“...The American Revolution centennial in 1876 was in the 19th century, so you could argue that was two centuries ago even though it was 146 years ago...” [ProtectOurFreedom, post 15]
“...Couldn’t experience the sound, the smell, the terrain in a museum...” [mewzilla, post 18]
“Maybe the Civil War re-enactors could carry walkie talkies instead of guns so that nobody is triggered...” [Sirius Lee, post 22]
All of your comments have been pointedly thoughtful, and more succinct than any words I’ve come up with.
The anti-gun and anti-military antics directed at reenacting have been going on for a while.
In autumn 1984 or 1985, my AWI regiment was invited to march in a Christmas parade, in Lincoln, Nebraska. Our commander accepted the invitation. The organizers then told us we would not be allowed to carry our muskets, nor bring along any weapons - something about honoring the “season of peace.” All the usual verbiage followed: peace on Earth, goodwill toward men, etc. Our commander withdrew our acceptance.
For many years, our outfit had marched in an event in Omaha, celebrating the travels of Lewis and Clark through the region. Then one year, the organizers told us we could march, but that we couldn’t bring any “guns” with us. Excuse-mongering included flummery about local laws prohibiting open carry of firearms inside the city limits, spirit of peace and brotherhood, etc. We gave up attending.
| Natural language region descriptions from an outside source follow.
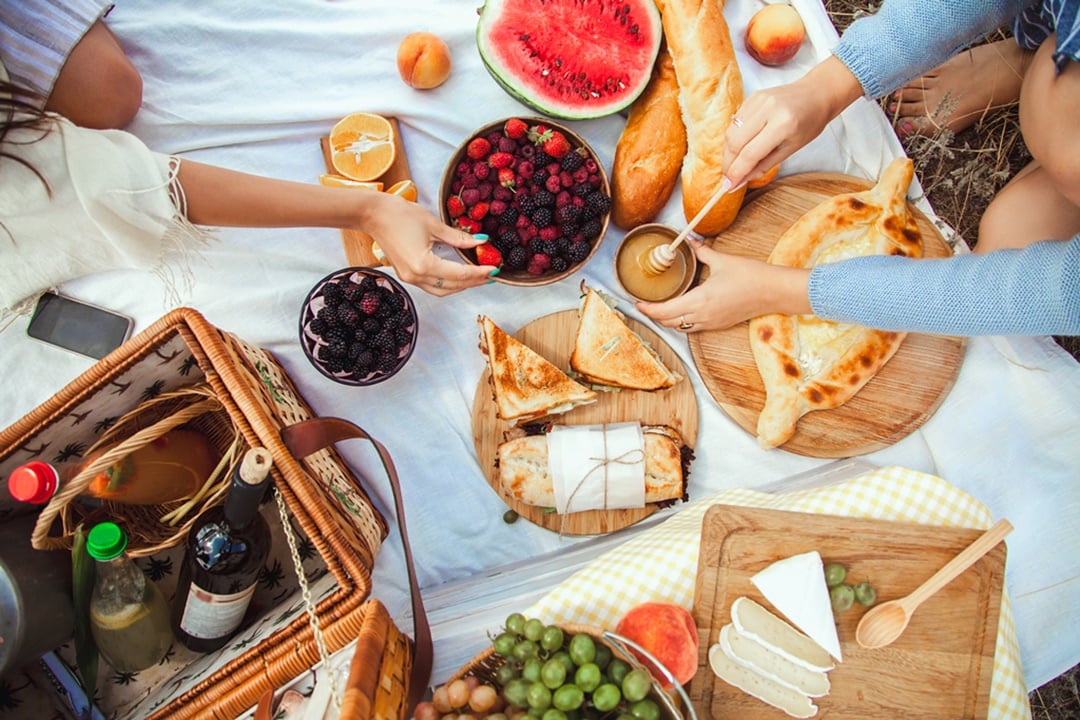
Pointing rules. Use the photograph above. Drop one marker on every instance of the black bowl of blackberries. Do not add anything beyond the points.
(359, 326)
(537, 190)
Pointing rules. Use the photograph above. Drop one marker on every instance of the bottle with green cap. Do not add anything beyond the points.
(127, 612)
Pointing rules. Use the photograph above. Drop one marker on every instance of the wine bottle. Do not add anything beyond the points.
(170, 467)
(225, 551)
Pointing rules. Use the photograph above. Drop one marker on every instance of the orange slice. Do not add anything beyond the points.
(362, 146)
(340, 181)
(404, 188)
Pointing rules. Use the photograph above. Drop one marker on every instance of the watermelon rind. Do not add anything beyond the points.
(531, 46)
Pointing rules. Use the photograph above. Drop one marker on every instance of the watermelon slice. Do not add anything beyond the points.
(570, 58)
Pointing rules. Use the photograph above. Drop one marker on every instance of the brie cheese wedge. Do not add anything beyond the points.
(796, 587)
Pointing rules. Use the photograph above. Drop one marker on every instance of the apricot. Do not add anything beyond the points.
(774, 34)
(669, 633)
(423, 60)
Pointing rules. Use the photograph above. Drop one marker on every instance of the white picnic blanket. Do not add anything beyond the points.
(253, 85)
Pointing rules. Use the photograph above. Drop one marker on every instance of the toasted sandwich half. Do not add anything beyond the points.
(525, 475)
(526, 386)
(606, 352)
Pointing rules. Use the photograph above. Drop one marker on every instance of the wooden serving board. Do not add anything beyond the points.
(898, 401)
(940, 668)
(552, 336)
(358, 243)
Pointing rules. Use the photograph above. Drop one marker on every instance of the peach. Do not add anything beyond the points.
(669, 633)
(774, 34)
(423, 60)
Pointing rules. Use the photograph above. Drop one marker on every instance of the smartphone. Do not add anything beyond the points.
(78, 326)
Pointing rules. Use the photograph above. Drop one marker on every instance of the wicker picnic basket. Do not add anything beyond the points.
(321, 502)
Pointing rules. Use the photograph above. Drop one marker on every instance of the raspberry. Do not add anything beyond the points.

In the mid 1990s, organizers of Offutt AFB’s public events told us we would no longer be allowed to perform at the annual open house (our regiment was headquartered in Bellevue, Nebraska). Before our commander could issue a formal statement of any sort, we received a message from the airbase wing commander’s office, telling us we could bring all the weaponry we owned, and we’d be permitted to put on our firepower demo, as we’d done at every open house since our regiment’s founding back in 1975. The entire pre-event dustup came as a surprise, as our regiment - the only unit west of the Mississippi, chartered by the US Bicentennial Commission, the outfit that presented the colors at the kickoff of Offutt’s Bicentennial celebration in 1976 - had long enjoyed close relations with the base. Just who negated our standing invitation, and who forced the re-issuance, we never did find out.
Museums have been suffering similar instances of disapproval. They’ve been afflicted by academic Leftists pushing victimology and invidious revisionism for some time too.
When it was announced in 1994 that B-29-45-MO serial 44-86292 (better known to the public as the Enola Gay, the first aircraft to drop an atomic bomb in action) would be almost fully restored for display inside Smithsonian Air & Space Museum at the 50th anniversary of victory in World War Two, the Air Force Association managed to get hold of a draft of the exhibit script. The average American who read the text would have come away convinced that the United States was immensely unfair and racist, to start its war against Imperial Japan with a sneak attack, dropping an atomic bomb on Hiroshima.
AFA, other veterans groups, and armed-services support organizations joined forces to get the exhibit text rewritten into something closer to the truth; Martin O Harwit, then Director of the Air & Space Museum, was forced to resign the following year.
I became involved with the planners and organizers of Offutt’s 1995 celebrations of WW2 victory. And just about all of us kept working after that, to plan & stage the commemoration of the 50th anniversary of the founding of Strategic Air Command, scheduled for March 1996. At one point in the preparations, I was told in person by Richard P Hallion, USAF’s Chief Historian, that he had resigned from his position as a curator at the Smithsonian Institution, because most of the rest of the staff had become devoted Leftists. His work had often been interfered with.
Those are very sad tales. It is astonishing how much power leftists have garnered.
I remember family outings to military parades from about 1955 to 1960 when I age 4 to 9 in Utica, NY. We sat on Dad’s old wool, olive drab Marine Corps blanket. The streets were filled with WW II military equipment and veterans. That would really get the leftists you write about wetting their panties.
I can’t believe they get that worked up over RE-ENACTMENT arms. Why, exactly, do they think we even HAVE peace at Christmas time? Pax Americana is a short lived blessing and it won’t last forever. It is achieved through superior militaries and armaments.